The main techniques of statistical analysis as applied in the biological sciences are discussed. This course is of interest to students in social sciences as well. Probability, Binomial, Poisson and normal distributions, estimation and hypothesis testing, Analysis of variance, regression and analysis of covariance. Prerequisite: STAT 480 or equivalent.
Only for students in Mathematics Education or Science Education. Descriptive statistics, normal, binomial, t, Chi-square and F distributions. Estimation and hypothesis testing, Parametric and nonparametric tests: z-test, t-test, one-way and two-way analysis of variance, analysis of covariance, chi-square tests of goodness-of-fit and independence for categorical data, linear correlation and regression, multiple regression. Statistical results from mathematics education research journals will be studied and real data from educational sources will be analyzed using statistical software. Prerequisite: STAT 330 or equivalent.
Exploring data, planning a study, anticipating patterns and statistical inference. Course is designed to make connections between statistics topics and the teaching of statistics in elementary, middle and high school. This course does not satisfy the requirements of STAT 520.
Univariate and multivariate distribution theory; moment generating function; inequalities in statistics; order statistics; estimation theory; likelihood; sufficiency; efficiency; maximum likelihood; testing hypotheses; likelihood ratio; confidence and prediction interval; Bayesian estimation and testing; basic decision theory. Prerequisites: MATH 261, STAT 480 or equivalent.
Rank correlations, linear and monotonic regression, several related samples, balanced incomplete block design, randomization, rank transformation and goodness-of-fit tests. Prerequisite: STAT 481 or equivalent.
General linear model; fixed, random and mixed effects models; randomized block, incomplete block and Latin square designs; factorial designs; analysis of covariance. Prerequisite: STAT 480 or equivalent.
Random walks; Markov chains; Poisson processes; Wiener processes; queuing and inventory analysis; reliability theory. Prerequisites: STAT 480, STAT 490 or equivalent.
Two-way and three-way contingency tables; measures of association; log-linear, logit and hierarchical models; inferences based on multinomial, Poisson and Chi-Square distributions and residual analysis. Prerequisite: STAT 480 or equivalent.
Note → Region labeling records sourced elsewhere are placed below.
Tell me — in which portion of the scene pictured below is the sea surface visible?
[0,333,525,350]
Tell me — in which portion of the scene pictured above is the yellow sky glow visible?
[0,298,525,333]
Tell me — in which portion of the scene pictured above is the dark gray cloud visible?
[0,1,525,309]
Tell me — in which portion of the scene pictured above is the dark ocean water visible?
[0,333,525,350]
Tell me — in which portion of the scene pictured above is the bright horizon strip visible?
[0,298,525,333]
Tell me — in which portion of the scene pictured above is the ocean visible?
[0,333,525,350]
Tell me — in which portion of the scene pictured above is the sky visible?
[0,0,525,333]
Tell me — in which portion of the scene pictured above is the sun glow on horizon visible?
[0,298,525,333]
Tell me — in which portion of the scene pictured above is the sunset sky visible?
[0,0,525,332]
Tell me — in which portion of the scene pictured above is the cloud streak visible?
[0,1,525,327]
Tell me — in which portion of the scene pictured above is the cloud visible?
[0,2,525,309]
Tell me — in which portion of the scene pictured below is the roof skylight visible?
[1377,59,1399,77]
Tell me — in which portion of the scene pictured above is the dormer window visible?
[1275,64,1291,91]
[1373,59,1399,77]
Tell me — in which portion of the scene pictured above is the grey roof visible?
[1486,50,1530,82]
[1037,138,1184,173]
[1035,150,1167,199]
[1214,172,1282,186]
Linear and multiple regression; analysis of residuals; variable and model selection including stepwise regression; transformations, weighting and diagnostics to correct model inadequacies. Prerequisite: STAT 480 or equivalent.
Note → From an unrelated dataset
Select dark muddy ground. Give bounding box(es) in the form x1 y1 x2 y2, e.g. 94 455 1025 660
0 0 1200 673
Statistical theory associated with multivariate normal distribution; Wishart and related distributions; partial and multiple correlations; Hotelling’s statistic; multivariate linear models; classification and discriminant analysis; principal components. Prerequisites: MATH 325, STAT 480 or equivalent.
Estimation, relative precision, optimum allocation and stratum sizes in stratified random sampling; quota sampling; ratio and regression estimates; systematic and cluster sampling. Prerequisite: STAT 382 or equivalent.
General linear model; fixed, random and mixed effects models; randomized block, incomplete block and Latin square designs; factorial designs; analysis of covariance. Prerequisites: Instructor’s or graduate program coordinator permission.
This course focuses on building computational abilities, inferential thinking, and practical skills for tackling core data scientific challenges, and covers predictive modeling methods, approaches and tools.